Vous m'avez interrogé, monsieur Pierre Vatin, sur les décharges abandonnées et les pollutions accidentelles. Les décharges abandonnées sont un véritable fléau, que nous avons bien identifié dans le plan « biodiversité ». On ne peut y remédier, malheureusement, que par un renforcement des sanctions. Un groupe de travail a été lancé pour avancer sur ce sujet. Le plan prévoit, d'une part, d'améliorer la capacité d'intervention des collectivités en renforçant leurs pouvoirs de police, d'autre part d'instituer des amendes qui, je l'espère, auront un effet dissuasif plus efficace.

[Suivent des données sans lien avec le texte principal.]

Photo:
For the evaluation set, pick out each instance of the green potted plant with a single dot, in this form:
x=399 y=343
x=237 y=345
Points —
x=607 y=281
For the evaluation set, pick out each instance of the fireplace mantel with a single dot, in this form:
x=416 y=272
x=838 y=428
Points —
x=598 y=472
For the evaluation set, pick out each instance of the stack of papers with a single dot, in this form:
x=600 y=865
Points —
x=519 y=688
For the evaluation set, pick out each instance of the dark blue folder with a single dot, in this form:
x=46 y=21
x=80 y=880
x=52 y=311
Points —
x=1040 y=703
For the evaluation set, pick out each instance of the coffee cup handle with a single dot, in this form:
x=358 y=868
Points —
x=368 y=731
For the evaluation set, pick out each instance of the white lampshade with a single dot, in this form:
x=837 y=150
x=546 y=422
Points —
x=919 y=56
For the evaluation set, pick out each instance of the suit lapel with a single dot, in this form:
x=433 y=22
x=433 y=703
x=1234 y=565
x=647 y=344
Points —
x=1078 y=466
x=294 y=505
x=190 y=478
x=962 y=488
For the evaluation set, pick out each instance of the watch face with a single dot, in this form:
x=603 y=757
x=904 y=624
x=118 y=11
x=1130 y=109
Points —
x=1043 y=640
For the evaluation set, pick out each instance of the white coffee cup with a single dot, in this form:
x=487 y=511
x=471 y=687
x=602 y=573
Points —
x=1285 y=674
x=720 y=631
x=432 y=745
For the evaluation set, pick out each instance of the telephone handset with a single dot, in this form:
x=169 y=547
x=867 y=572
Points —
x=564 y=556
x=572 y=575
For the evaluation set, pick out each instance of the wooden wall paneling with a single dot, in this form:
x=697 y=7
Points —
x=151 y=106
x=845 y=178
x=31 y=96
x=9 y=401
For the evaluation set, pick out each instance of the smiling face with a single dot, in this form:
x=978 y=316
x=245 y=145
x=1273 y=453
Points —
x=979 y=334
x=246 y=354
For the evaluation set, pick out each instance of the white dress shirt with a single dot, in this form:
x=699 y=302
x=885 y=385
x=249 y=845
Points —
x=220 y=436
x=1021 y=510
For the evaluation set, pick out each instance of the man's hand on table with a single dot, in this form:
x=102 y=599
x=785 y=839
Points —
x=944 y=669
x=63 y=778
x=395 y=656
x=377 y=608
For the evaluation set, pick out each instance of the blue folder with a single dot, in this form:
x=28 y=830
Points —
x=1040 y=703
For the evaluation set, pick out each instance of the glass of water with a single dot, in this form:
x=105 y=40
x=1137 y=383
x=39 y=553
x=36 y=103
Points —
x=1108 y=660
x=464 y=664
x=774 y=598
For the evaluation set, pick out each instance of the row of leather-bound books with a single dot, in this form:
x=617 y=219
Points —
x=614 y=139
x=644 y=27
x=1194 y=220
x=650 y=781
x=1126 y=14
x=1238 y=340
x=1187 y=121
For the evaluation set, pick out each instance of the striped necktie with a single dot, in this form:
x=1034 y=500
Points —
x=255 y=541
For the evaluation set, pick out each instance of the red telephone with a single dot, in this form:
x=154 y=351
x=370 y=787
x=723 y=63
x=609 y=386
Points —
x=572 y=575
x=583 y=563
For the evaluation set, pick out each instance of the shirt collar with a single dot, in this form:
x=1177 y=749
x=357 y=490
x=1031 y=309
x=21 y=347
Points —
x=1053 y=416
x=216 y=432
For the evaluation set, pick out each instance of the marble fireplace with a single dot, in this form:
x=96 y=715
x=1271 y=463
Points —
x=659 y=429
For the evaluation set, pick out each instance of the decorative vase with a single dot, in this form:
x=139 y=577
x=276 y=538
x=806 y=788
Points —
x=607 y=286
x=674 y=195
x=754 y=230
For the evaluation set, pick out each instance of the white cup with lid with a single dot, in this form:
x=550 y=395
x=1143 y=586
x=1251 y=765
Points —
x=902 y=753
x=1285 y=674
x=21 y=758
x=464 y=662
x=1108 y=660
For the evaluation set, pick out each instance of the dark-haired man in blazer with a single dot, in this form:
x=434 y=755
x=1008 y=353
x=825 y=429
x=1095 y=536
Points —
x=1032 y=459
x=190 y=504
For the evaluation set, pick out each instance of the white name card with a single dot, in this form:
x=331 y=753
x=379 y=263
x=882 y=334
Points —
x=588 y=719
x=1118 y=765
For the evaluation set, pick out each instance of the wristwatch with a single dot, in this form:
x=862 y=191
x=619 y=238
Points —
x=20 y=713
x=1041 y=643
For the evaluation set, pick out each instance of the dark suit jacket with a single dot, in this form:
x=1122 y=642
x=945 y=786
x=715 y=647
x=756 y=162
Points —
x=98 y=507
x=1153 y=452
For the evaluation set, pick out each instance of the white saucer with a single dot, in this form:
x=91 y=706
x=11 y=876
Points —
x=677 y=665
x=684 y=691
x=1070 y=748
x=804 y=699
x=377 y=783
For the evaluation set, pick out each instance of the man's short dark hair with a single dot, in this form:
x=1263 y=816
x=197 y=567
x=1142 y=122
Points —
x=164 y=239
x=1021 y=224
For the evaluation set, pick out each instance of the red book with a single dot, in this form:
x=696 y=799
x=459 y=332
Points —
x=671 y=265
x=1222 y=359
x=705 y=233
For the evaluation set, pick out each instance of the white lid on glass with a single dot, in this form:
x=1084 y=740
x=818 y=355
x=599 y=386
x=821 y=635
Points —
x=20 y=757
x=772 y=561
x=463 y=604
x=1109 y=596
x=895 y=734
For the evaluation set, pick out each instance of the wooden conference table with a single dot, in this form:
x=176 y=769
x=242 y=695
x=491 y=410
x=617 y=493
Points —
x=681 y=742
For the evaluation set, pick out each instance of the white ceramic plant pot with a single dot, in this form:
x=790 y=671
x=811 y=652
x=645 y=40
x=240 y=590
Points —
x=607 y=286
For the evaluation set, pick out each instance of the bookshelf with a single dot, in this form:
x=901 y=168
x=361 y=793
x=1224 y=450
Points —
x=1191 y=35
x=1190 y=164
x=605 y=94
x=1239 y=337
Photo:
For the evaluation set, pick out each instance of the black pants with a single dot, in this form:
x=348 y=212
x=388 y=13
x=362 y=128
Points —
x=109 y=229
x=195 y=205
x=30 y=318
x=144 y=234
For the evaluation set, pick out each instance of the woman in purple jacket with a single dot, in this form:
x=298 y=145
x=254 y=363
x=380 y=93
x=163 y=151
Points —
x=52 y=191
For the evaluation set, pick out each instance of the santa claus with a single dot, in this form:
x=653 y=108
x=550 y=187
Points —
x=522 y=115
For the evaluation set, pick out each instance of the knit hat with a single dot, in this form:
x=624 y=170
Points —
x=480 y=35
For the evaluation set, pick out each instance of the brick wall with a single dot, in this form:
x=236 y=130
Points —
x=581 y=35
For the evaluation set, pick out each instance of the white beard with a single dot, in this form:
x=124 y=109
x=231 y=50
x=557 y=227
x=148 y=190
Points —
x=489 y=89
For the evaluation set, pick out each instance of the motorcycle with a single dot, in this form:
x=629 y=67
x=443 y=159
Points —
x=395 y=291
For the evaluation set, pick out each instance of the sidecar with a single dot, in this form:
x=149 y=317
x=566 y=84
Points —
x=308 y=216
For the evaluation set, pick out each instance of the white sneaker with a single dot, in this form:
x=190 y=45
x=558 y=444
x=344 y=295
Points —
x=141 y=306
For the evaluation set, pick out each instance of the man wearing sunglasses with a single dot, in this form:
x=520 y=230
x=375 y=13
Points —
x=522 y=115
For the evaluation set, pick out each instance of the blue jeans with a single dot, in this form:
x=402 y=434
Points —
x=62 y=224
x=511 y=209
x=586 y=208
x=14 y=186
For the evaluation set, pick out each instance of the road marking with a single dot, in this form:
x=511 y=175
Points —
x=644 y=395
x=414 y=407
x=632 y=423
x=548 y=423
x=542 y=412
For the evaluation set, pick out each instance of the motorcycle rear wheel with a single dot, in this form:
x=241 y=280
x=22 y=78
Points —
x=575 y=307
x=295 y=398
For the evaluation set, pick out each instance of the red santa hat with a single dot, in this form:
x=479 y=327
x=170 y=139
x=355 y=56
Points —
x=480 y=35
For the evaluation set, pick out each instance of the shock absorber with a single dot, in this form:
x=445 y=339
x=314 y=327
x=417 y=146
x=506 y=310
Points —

Quant à la pollution par les nitrates, elle est maintenant mesurée bien plus précisément – c'est plutôt une bonne chose, même si on préférerait parfois ne pas savoir – ; nous sommes donc en mesure de faire évoluer les réglementations. Je n'ai pas connaissance, à ce stade, d'une évolution de la réglementation européenne, mais cela ne nous empêche pas de commencer à y travailler.

J'ai sans doute omis quelques-unes de vos questions. Notre responsabilité sera d'y répondre ultérieurement.